Public area => The Pub => Topic started by: Nao on January 11th, 2014, 06:18 PM
Okay, so this git rebase feature is a joke...
IIRC, the Wedge repo was built using svn-git, and then fully converted to git. It's got, due to its SVN background, a fully linear history (except at the end, when I was experiencing with branches.)
Yesterday, I decided to go ahead and do the full rebase I wanted to do, to fix these problems:
- Many CRLF fixes in the first commits, which should be concatenated to their parent commit, so that the CRLF problems fix themselves.
- One more CRLF fix in late 2012. This one's been bothering me for a while, because it adds two useless steps to most Git Blame operations.
- An empty commit (entirely empty, really.)
- An empty commit message (this is a wrong manipulation, but the message exists in the New Revs topic, it's rev 142.)
That was more than enough to justify the rebase.
So, I started off by rebasing the CRLF stuff early in the history. As a result, I kept getting 3-way merge errors, insisting that some files were missing, or other silly things. Given that it's a LINEAR history, and that the only work was done was to cancel CRLF line endings, there's absolutely no reason for these.
After several hours of failures, I decided to give it up, and instead start fixing from the most recent commits, and then work my way up.
I got rid of the empty commit easily (all it took was git filter-branch --prune-empty), then did a rebase on the 2012 bug, which seems to be fixed. Okay, all good...
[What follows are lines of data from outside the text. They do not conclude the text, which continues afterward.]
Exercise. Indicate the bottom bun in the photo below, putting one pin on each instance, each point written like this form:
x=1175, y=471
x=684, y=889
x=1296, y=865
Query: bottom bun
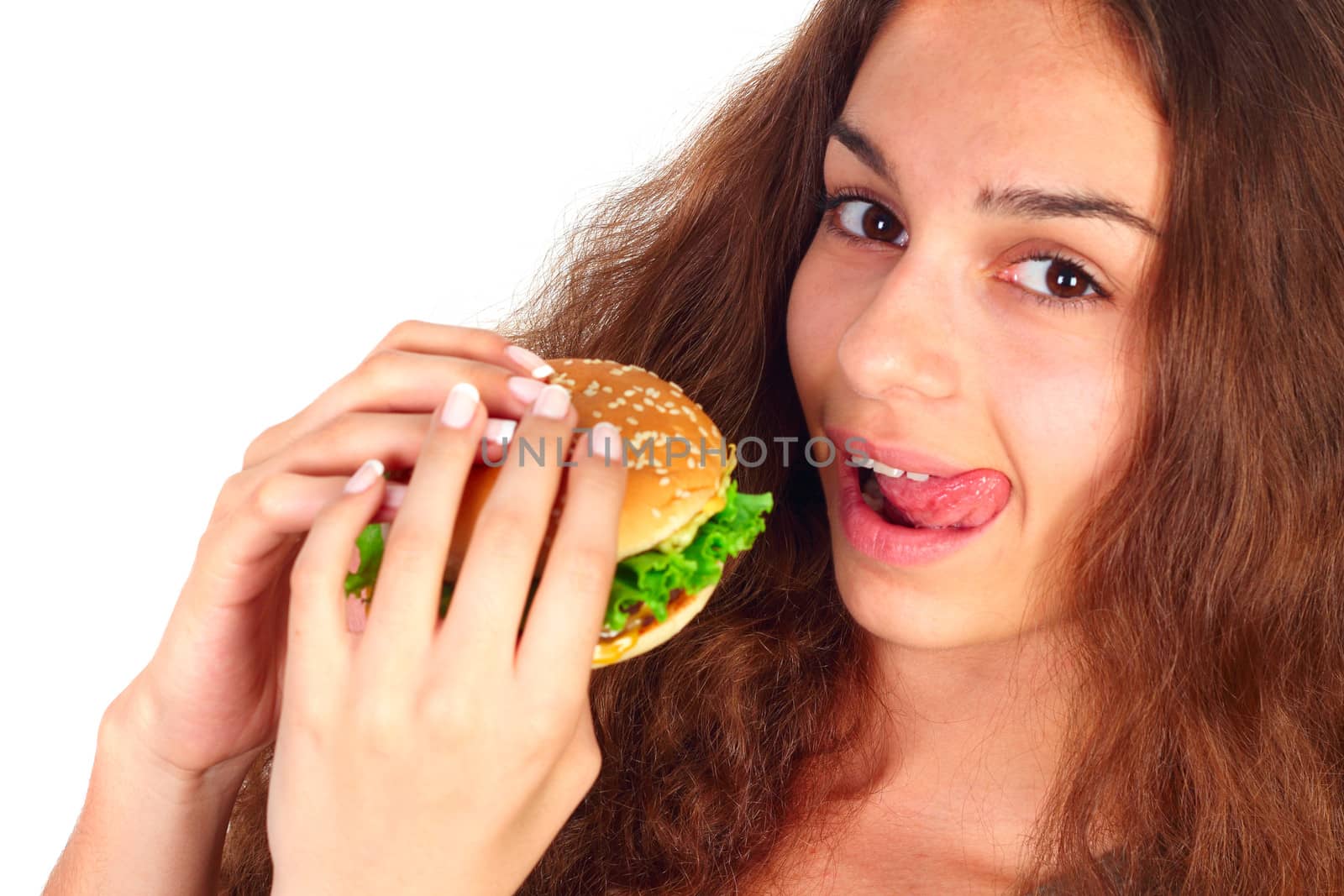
x=635, y=638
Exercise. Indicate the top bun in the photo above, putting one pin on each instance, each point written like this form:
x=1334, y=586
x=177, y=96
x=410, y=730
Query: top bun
x=675, y=454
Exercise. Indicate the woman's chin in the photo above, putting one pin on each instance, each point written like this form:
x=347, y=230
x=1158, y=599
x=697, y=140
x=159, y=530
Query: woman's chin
x=931, y=614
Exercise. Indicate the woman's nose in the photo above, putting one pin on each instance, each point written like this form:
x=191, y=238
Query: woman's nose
x=904, y=340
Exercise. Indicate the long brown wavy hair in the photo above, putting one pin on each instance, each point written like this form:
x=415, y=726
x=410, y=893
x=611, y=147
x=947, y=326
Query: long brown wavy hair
x=1207, y=739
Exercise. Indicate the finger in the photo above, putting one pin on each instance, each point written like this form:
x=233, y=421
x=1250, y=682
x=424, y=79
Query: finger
x=405, y=609
x=400, y=382
x=566, y=614
x=342, y=445
x=496, y=574
x=467, y=342
x=339, y=448
x=239, y=553
x=318, y=640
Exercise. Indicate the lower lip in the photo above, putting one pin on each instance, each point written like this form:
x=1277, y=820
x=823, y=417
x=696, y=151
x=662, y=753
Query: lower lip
x=887, y=542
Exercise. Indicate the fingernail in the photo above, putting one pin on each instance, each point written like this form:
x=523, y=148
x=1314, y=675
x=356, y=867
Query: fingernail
x=394, y=495
x=530, y=362
x=460, y=406
x=524, y=390
x=497, y=430
x=608, y=439
x=553, y=402
x=365, y=476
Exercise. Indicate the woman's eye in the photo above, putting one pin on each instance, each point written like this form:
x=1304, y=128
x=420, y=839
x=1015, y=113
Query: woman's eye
x=1053, y=275
x=864, y=221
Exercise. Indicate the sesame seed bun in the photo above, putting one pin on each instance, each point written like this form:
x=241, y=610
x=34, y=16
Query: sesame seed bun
x=663, y=493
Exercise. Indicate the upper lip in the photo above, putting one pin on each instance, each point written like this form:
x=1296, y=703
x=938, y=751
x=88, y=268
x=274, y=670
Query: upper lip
x=893, y=454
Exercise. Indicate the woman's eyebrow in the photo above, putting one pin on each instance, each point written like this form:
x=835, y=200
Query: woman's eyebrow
x=1026, y=202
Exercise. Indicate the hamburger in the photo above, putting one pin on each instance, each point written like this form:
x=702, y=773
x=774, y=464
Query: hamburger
x=680, y=521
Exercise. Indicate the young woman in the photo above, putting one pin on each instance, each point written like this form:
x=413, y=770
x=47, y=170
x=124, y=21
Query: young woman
x=1092, y=250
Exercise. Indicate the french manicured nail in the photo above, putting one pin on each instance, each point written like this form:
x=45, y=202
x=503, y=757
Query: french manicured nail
x=460, y=406
x=394, y=495
x=365, y=476
x=524, y=390
x=553, y=402
x=608, y=439
x=497, y=430
x=530, y=362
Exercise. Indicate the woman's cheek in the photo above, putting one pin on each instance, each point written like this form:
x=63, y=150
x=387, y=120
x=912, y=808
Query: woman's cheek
x=1065, y=422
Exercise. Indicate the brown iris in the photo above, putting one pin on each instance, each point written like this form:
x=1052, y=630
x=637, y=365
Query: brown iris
x=1066, y=280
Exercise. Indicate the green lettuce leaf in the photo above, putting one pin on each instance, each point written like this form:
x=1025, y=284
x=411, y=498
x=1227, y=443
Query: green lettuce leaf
x=651, y=577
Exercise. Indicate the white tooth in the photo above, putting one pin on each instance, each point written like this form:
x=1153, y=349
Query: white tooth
x=878, y=466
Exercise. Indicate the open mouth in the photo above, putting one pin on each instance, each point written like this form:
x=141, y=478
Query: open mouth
x=873, y=496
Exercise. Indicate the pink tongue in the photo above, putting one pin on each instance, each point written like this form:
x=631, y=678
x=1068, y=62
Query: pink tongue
x=967, y=500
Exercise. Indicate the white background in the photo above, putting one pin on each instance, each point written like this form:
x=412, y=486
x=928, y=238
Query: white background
x=210, y=212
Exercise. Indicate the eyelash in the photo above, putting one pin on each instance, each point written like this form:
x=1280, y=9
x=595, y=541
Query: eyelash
x=827, y=203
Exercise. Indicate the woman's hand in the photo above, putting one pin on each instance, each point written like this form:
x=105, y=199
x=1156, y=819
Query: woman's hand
x=427, y=757
x=208, y=700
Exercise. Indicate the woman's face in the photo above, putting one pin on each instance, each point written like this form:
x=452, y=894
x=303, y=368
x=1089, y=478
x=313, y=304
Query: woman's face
x=976, y=304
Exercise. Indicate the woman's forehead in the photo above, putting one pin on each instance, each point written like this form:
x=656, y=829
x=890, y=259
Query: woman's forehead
x=998, y=93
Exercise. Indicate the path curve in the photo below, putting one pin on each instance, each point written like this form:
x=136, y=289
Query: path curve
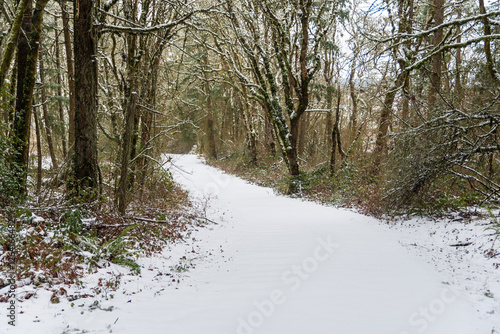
x=298, y=267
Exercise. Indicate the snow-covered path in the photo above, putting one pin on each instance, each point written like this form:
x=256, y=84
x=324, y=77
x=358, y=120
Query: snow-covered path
x=281, y=265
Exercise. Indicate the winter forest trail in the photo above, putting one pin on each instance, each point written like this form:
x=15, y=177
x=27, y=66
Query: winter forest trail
x=271, y=265
x=336, y=271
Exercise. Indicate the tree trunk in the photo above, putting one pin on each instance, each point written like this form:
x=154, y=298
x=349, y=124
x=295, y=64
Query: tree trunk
x=71, y=75
x=85, y=163
x=48, y=124
x=59, y=102
x=437, y=59
x=380, y=150
x=38, y=151
x=22, y=7
x=353, y=123
x=123, y=186
x=335, y=137
x=27, y=60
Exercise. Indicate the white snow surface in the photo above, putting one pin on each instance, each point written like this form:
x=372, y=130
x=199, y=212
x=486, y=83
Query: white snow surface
x=271, y=265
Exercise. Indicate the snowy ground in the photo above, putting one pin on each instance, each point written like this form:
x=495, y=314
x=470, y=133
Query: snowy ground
x=279, y=265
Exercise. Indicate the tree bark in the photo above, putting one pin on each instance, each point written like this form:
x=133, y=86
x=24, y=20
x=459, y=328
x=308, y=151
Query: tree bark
x=85, y=161
x=12, y=39
x=71, y=76
x=59, y=102
x=123, y=186
x=437, y=59
x=38, y=151
x=46, y=119
x=27, y=60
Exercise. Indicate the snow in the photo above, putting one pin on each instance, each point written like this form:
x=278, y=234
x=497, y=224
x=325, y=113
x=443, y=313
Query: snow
x=271, y=265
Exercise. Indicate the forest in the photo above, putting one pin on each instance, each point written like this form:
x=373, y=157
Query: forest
x=387, y=107
x=390, y=106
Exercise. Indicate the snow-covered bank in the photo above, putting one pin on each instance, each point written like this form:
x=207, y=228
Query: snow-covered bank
x=271, y=265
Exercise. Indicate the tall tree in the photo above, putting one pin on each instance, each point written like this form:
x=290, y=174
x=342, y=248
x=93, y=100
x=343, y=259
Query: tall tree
x=27, y=66
x=85, y=182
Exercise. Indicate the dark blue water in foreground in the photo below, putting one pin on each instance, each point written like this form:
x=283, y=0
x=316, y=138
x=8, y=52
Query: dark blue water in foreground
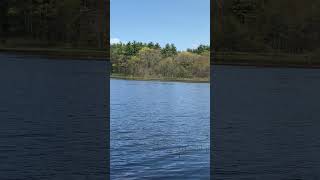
x=265, y=123
x=159, y=130
x=53, y=119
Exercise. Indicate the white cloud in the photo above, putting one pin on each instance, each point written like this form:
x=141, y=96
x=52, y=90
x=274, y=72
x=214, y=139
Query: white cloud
x=114, y=41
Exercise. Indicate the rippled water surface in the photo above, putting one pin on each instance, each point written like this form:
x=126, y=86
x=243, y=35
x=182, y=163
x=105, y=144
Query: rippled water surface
x=265, y=123
x=52, y=118
x=159, y=130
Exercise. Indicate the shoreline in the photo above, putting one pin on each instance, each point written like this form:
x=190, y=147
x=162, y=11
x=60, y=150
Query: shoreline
x=280, y=60
x=187, y=80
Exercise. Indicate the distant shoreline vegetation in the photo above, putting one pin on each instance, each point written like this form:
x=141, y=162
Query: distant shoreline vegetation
x=137, y=60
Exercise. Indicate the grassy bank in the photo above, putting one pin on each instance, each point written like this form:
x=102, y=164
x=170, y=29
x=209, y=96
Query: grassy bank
x=70, y=53
x=307, y=60
x=195, y=80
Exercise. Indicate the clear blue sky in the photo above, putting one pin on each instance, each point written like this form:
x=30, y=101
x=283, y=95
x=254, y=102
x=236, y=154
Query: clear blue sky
x=186, y=23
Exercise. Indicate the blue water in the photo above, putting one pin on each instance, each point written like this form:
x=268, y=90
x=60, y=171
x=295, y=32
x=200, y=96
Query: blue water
x=265, y=123
x=53, y=118
x=159, y=130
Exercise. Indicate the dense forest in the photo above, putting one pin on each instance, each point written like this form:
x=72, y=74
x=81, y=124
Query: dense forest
x=289, y=26
x=49, y=22
x=149, y=60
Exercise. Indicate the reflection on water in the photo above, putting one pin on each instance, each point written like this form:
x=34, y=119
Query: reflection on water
x=53, y=119
x=265, y=123
x=159, y=130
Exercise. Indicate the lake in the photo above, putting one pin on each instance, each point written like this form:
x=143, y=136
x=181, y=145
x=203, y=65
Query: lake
x=53, y=118
x=159, y=130
x=265, y=123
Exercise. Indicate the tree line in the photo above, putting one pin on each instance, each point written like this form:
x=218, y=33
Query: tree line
x=151, y=60
x=43, y=21
x=291, y=26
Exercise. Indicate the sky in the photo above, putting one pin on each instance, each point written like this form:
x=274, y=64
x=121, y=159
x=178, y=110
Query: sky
x=185, y=23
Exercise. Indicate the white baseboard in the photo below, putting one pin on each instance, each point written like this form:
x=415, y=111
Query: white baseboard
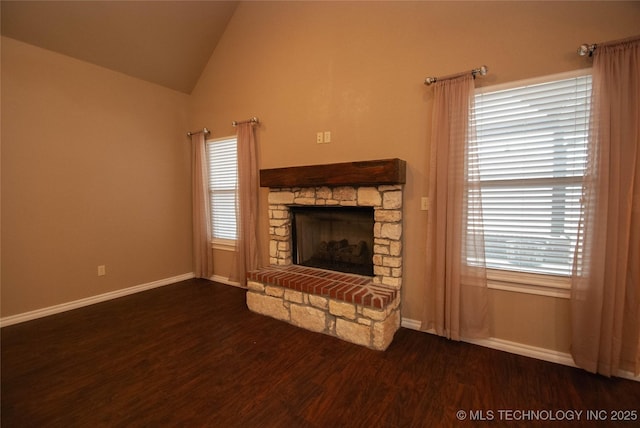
x=226, y=281
x=51, y=310
x=411, y=324
x=544, y=354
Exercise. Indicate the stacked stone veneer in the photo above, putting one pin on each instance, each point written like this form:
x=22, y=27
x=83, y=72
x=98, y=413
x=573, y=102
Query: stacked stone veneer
x=359, y=321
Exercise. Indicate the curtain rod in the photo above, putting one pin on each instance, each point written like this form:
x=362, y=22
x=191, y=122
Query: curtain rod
x=204, y=130
x=254, y=120
x=587, y=49
x=482, y=70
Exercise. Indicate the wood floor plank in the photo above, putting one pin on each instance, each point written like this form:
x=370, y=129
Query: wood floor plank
x=191, y=354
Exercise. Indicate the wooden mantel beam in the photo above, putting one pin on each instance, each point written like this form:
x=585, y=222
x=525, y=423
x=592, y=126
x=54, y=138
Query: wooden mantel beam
x=363, y=173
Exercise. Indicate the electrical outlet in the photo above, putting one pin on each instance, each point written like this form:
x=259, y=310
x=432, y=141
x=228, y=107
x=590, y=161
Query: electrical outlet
x=327, y=136
x=424, y=204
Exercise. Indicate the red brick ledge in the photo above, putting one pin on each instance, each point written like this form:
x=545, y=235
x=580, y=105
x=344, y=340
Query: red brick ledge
x=349, y=288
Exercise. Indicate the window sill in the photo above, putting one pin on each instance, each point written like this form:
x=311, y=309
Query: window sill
x=528, y=283
x=223, y=244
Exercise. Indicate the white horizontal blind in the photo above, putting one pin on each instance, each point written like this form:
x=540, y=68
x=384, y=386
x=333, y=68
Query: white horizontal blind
x=223, y=178
x=530, y=150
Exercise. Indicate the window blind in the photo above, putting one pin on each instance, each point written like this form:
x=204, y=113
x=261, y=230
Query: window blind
x=529, y=155
x=223, y=178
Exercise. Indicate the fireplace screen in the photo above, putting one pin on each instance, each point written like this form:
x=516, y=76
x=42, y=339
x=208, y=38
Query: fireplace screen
x=335, y=238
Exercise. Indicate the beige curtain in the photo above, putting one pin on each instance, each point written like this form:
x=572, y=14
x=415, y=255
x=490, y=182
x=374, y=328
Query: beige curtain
x=247, y=204
x=605, y=300
x=202, y=255
x=456, y=291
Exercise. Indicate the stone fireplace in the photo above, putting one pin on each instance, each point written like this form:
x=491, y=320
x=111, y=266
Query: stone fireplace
x=304, y=284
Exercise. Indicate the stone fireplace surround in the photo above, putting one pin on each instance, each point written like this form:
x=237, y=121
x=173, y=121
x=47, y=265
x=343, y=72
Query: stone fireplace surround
x=359, y=309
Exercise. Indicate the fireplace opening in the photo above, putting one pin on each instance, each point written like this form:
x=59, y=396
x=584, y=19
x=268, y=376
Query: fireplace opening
x=335, y=238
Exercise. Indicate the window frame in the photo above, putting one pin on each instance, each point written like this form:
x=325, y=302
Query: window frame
x=224, y=244
x=558, y=286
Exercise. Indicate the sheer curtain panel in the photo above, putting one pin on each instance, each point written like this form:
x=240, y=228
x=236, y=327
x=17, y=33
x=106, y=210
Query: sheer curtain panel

Now, onto that empty commit message. What I did was retrieve the SHA1 of the grandfather commit, do git rebase -i on that SHA1, then when the list shows up, change 'pick' to 'reword' in the empty commit message line. Then I save, it shows me a commit window, I paste my rev 142 content, quit, and it starts rebasing. Until the end. ALL GOOD.
Then I right-clicked the Wedge repo, Show Log, and... Funny. You can see the error message below.
It still shows me the master and all commits, but I can't access the branch list, and switch to any of them.
I then restarted from scratch (well, before the last rebase), and I still got the same. That reword rebase totally breaks my refs.
From what I could gather, between my broken Wedge's .git folder and the last valid one, there are a few differences. Broken has an empty refs folder, except for the 'stash' file. All its subfolders are there, but empty. In Working, all subfolders have a list of files corresponding to the expected refs (master, other branches, etc.)
OTOH, Working has an info folder with just an 'exclude' file, while Broken has an extra file in it, called 'refs', and which holds a list of all my branches, like this:
So, basically, I'm thinking I could just re-create the files manually in /refs/, but (1) it's taxing, (2) I'm never gonna know if I forgot to fix something else, (2) I'll probably have the same problem again when I try another rebase, (3) I don't even know why git (command line) doesn't complain (if I type git status, I get a list of branches), and TortoiseGit is complaining.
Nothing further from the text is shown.